Например, лет до девяти я отказывался во время еды сидеть на стуле, предпочитая есть на полу, хотя мои родители запрещали мне это. В качестве компромисса мне разрешили есть стоя, даже в ресторанах. Обычно в таких случаях официантка предлагала принести для меня стул, на что мать, передергивая плечами, отвечала: «Он не любит стулья».
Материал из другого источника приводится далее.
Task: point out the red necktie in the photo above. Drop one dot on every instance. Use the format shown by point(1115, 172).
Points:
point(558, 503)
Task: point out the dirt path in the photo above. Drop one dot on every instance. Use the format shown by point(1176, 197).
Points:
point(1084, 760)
Мои родители уделяли большое внимание собственному внешнему виду и всегда одевались со вкусом. Что же касалось меня, то я категорически отказывался носить новые вещи, и матери приходилось по нескольку раз стирать их, пока они не начинали выглядеть поношенными. Лишь тогда я соглашался надеть их. Если мне покупали новые ботинки, я специально скреб их камнем, пока они не приобретали потертый вид. Когда у родителей появился новый автомобиль, я первое время отказывался ездить на заднем сиденье, предпочитая сидеть на полу между сиденьями.
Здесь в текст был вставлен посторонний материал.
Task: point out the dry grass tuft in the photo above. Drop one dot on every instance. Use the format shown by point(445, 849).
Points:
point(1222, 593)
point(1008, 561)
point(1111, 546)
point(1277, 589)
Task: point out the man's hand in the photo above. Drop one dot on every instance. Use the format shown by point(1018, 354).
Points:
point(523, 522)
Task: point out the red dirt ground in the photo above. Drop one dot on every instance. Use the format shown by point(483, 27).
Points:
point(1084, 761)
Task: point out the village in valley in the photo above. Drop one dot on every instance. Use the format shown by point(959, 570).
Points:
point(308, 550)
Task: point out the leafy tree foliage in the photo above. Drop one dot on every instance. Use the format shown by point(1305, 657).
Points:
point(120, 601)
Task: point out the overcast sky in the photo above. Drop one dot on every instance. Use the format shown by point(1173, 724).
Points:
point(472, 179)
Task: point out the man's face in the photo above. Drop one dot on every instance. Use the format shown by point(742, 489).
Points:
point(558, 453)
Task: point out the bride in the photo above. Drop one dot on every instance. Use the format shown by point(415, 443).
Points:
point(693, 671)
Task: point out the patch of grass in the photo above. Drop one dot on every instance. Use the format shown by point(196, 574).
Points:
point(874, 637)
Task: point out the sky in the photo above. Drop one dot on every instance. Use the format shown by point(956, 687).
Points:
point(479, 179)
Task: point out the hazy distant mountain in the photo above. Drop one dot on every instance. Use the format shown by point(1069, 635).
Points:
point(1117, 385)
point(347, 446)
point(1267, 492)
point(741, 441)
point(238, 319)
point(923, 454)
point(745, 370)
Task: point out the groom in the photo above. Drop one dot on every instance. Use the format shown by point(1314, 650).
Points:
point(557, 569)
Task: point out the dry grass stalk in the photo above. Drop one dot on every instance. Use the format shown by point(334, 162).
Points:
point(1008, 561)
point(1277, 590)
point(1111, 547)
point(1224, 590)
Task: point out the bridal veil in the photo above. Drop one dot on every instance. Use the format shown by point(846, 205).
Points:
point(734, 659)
Мне было совестно иметь что-то такое, чего нет у других. Моими кумирами были бедные и обездоленные. Однажды отец повез нашу семью в ресторан, и я испортил всем праздник, выбежав из-за стола в самый неподходящий момент. Причина была в том, что официантом оказался мой одноклассник, и я не мог допустить, чтобы он прислуживал мне. Дедушка Билл нашел меня в автомобиле, и мне пришлось объяснить ему свое поведение.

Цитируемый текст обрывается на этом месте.